もし、耳の痛みがストレスの多い時期に悪化したり、あごを強く噛みしめたり歯ぎしりをしている場合は、ストレスが痛みの原因になっている可能性があります。リラクゼーション法やカウンセリング、ストレス管理などが治療の重要なポイントです。

受診のタイミング:注意すべきサイン

感染症以外の耳の痛みの多くは心配のないものですが、次のような症状がある場合は、すぐに医療機関を受診してください。

  • 治療しても改善しない持続的な耳の痛み

  • 飲み込みにくさ、原因不明の体重減少、声のかすれ

  • 激しい頭痛や視力の変化

これらの症状は、がんや神経系の病気など、より重篤な疾患の可能性があります。早期発見・早期治療が、回復の可能性を大きく高めます。

診断と治療:適切なケアを受けるために

感染症以外の耳の痛みの原因を特定するためには、耳鼻咽喉科(ENT)専門医による丁寧な診察がとても重要です。診察には、身体検査やCT・MRIなどの画像検査、症状やこれまでの健康状態の確認が含まれます。診断結果に応じて、理学療法(リハビリ)、薬の処方、歯科治療、生活習慣の改善など、さまざまな治療方法が選択されます。

まとめ:感染症以外の耳の痛みから解放されるために

感染症が原因ではない耳の痛みは、原因が分かりにくく、一般的な抗生物質などの治療が効かない場合もあり、悩まされることが多い症状です。顎関節症や歯のトラブル、副鼻腔炎、ストレスによる筋肉の緊張など、耳の不快感にはさまざまな原因が考えられます。これらの根本的な原因を理解することが、正しい診断と治療につながります。

市販薬を使っても耳の痛みがなかなか改善しない場合は、耳鼻咽喉科の専門医に相談することが大切です。専門的な診察を受けることで、痛みの原因を特定し、顎の緊張や神経の刺激、副鼻腔の詰まりなど、根本的な問題に合わせた治療を受けることができます。

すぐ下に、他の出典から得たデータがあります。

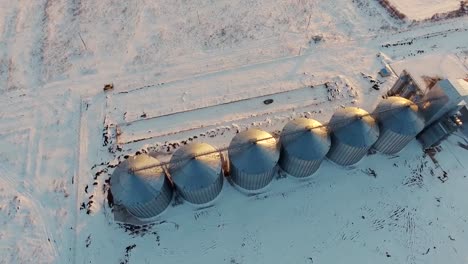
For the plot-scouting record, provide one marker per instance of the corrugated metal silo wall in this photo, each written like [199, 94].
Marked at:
[156, 206]
[204, 195]
[390, 142]
[345, 155]
[252, 181]
[297, 167]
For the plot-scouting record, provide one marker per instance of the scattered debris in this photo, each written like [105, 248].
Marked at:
[370, 172]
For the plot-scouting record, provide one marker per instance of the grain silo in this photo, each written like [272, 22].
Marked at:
[399, 121]
[353, 132]
[253, 155]
[141, 186]
[196, 172]
[304, 144]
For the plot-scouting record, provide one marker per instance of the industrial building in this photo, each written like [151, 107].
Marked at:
[399, 122]
[446, 97]
[304, 144]
[353, 132]
[253, 156]
[141, 186]
[196, 172]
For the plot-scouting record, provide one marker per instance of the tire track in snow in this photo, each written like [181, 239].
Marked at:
[62, 42]
[9, 32]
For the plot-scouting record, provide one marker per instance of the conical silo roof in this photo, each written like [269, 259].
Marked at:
[137, 180]
[354, 127]
[305, 139]
[192, 170]
[253, 151]
[400, 115]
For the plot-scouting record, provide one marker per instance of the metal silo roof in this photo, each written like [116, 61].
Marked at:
[253, 151]
[306, 139]
[190, 170]
[400, 115]
[354, 127]
[132, 185]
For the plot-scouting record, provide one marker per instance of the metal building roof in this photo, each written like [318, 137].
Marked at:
[132, 186]
[306, 139]
[190, 170]
[354, 127]
[400, 115]
[253, 151]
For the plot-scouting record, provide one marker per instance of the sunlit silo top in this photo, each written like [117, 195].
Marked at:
[305, 139]
[399, 115]
[196, 172]
[354, 127]
[253, 151]
[141, 186]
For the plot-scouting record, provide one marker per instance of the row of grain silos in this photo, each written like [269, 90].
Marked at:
[144, 189]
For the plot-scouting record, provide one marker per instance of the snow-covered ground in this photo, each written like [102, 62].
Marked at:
[422, 9]
[183, 60]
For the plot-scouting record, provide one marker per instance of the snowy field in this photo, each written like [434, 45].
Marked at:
[422, 9]
[199, 71]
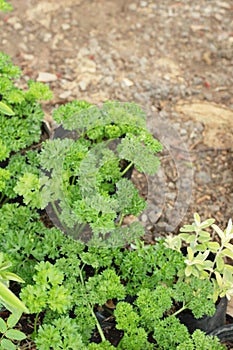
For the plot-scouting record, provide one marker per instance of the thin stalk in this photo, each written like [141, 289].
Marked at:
[55, 209]
[184, 307]
[120, 220]
[102, 336]
[127, 168]
[91, 308]
[35, 322]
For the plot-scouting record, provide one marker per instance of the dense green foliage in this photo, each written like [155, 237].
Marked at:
[76, 291]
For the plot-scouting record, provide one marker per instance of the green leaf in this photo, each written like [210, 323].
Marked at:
[227, 252]
[5, 109]
[7, 344]
[15, 334]
[218, 231]
[197, 218]
[13, 319]
[10, 300]
[10, 276]
[213, 246]
[3, 326]
[187, 228]
[207, 223]
[219, 263]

耳の痛みの本当の原因を探り、特定することで、不要な治療を避け、誤診のリスクを減らし、長期的な改善につなげることができます。耳の痛みの原因が分からず不安な場合は、迷わず医療機関に相談しましょう。適切な対応をすることで、不快感から解放され、健康な毎日を取り戻すことができます。

耳の痛みは必ずしも感染症が原因とは限りません。体が他の問題を知らせているサインかもしれません。正しい情報を持ち、積極的に医療機関を受診することで、耳の健康を守り、効果的な治療につなげることができます。